I think often of “how it used to be”. Of how as a 6th grader I played after school jungle gym tag, was the second faster runner that year (just a step behind Jimmy McCloud), my knees springing from bar to bar or pounding sturdily beside him, neck and neck as we raced across the playground during recess.

I remember “how it used to be” with a knee that water skied and snow skied and cross country skied, that swiveled on a tennis court, peddled the ups and downs of Yellowstone National Park, hiked Colorado mountain trails to nearly 14,000 feet. A knee that knelt and gardened and cycled prairie paths and Fox River trails. A knee that supported taking stairs two at a time (both up and down) all the years I’ve lived in this stair-laden house. A knee I could count on, never worried about, took for granted.

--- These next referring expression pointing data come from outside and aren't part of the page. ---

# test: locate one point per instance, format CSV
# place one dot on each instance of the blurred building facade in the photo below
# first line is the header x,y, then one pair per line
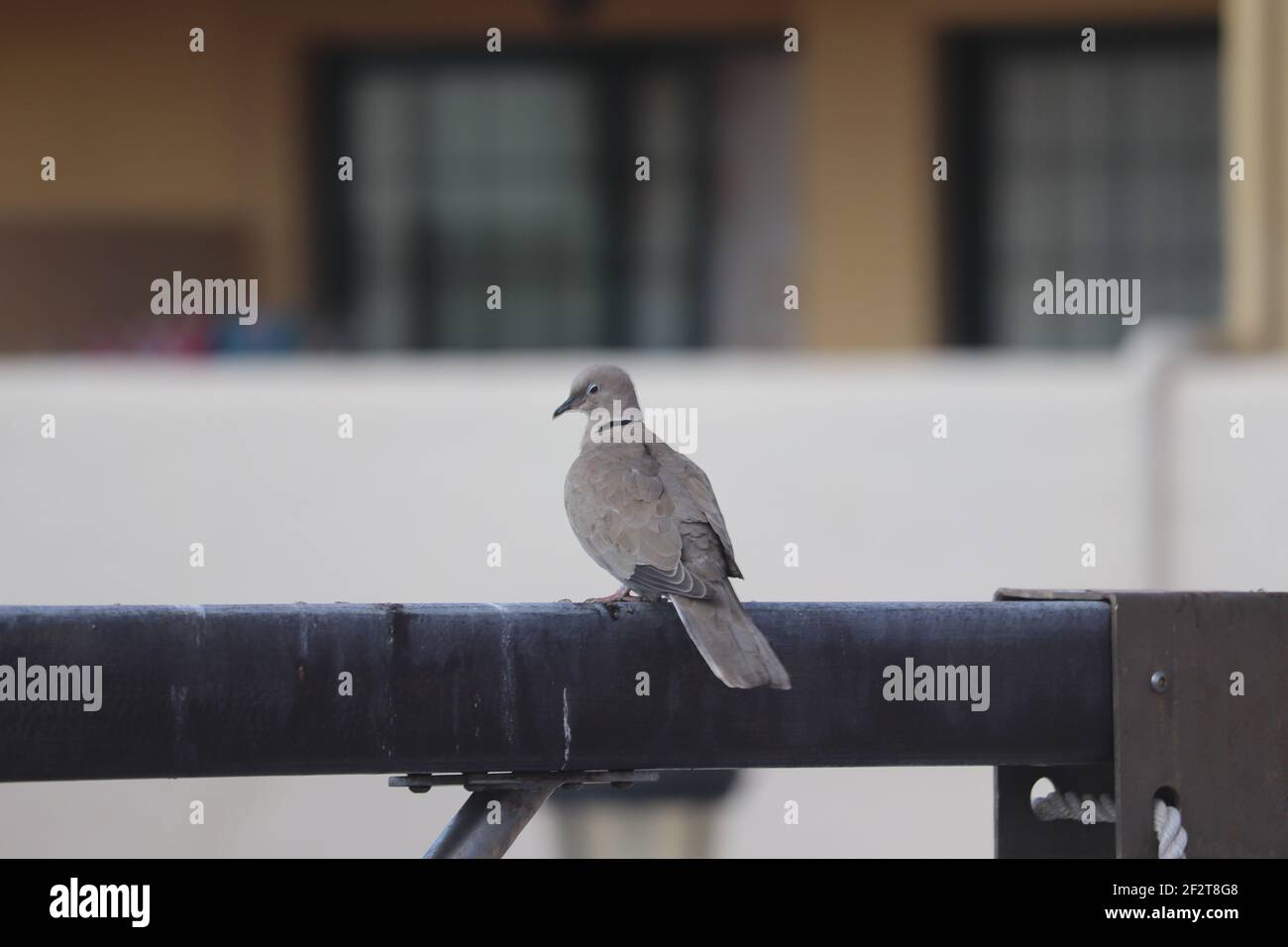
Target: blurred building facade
x,y
516,169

Now I have a knee that no longer cycles, avoids long walks, wakes me up at night, is painful most of the time. It is still a strong knee, stable, not wobbly but it hurts. It is an arthritic bone on bone mess. It needs railings for stairs, ice packs for respite.

I know my sadness is directly related to “how it used to be”. When Bob was alive on earth, when hikes and walks and skiing and cycling and gardening were matter-of-fact parts of our lives. When he would skip up the stairs at O’Hare, two at a time a sample case in each hand, just for exercise. Or mow the ups of our front lawn at a run, pushing a hand mower to stay in shape.

And I’m sad most of all because, though life goes on, there will never be true “replacement”. For Bob, for my knee or for “how it used to be”. Tonight I pray for courage, perspective, discernment and grace for what’s ahead. Even in my lament I am aware of how much rich life has been mine to experience. And I am grateful.